Démocratie, droit humanitaire et invisibilité : ce que l’on ne dit pas assez
Des élections organisées sans registre civil fiable produisent des listes électorales gonflées de fantômes, de doublons, d’étrangers venant des pays voisins et de morts. Ce n’est pas une hypothèse : c’est une réalité documentée dans plusieurs scrutins africains contestés. La légitimité des résultats est ainsi fragilisée non par la seule fraude intentionnelle, mais par une défaillance structurelle de l’amont administratif. Réformer l’état civil, c’est aussi consolider la démocratie.
En situation de conflit armé, l’absence d’enregistrement prolonge la violence au-delà des combats eux-mêmes. Un enfant victime de guerre qui n’existe pas administrativement ne peut être officiellement porté disparu, ni bénéficier de réparations, ni être restitué à sa famille par les voies légales. L’invisibilité juridique efface les victimes deux fois : une première fois dans la vie, une seconde fois dans les archives de l’histoire.

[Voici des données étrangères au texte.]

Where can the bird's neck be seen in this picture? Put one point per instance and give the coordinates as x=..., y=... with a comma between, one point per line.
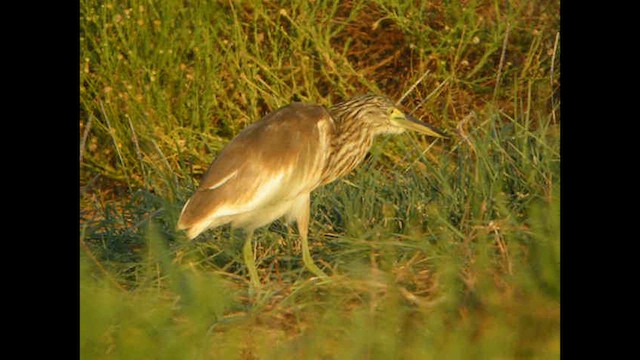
x=348, y=147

Les réponses en cours : entre innovation et limites
Face à ces défis, des réponses existent. Le système BIMS déployé par le HCR dans les camps de réfugiés du Sahel capture empreintes digitales, iris et reconnaissance faciale pour figer l’identité des personnes au moment où elles franchissent une frontière, bloquant les inscriptions multiples et les usurpations d’identité. Le Niger a innové en intégrant l’enregistrement des naissances directement dans les campagnes de vaccination et en autorisant ses détachements militaires à enregistrer les faits d’état civil en zone de conflit. Une agence nationale d’enregistrement biométrique a été créée pour lier chaque identité à des données physiques uniques dès le plus jeune âge.
Ces initiatives sont réelles et méritent d’être reconnues. Mais elles restent des réponses aux symptômes. Le BIMS ne peut identifier un inconnu total qui se présente pour la première fois. L’enregistrement militaire de campagne ne couvre pas les zones où l’État a entièrement disparu. Et la souveraineté de ces données reste souvent entre les mains d’agences internationales plutôt que des États concernés.
L’acte de naissance n’est pas un document parmi d’autres. C’est le premier acte de souveraineté d’un État sur son territoire et le premier droit d’un citoyen sur sa propre existence.La priorité devrait donc être moins de construire une architecture unique que de bâtir progressivement un écosystème africain de l’identité légale : des systèmes nationaux fiables, interopérables selon des standards communs, protégés par des cadres solides de cybersécurité et de protection des données, et accessibles aux populations les plus éloignées des services publics. L’enjeu est de construire une interconnexion qui renforce la souveraineté des États sans transformer l’identité des citoyens en une donnée circulant sans limites.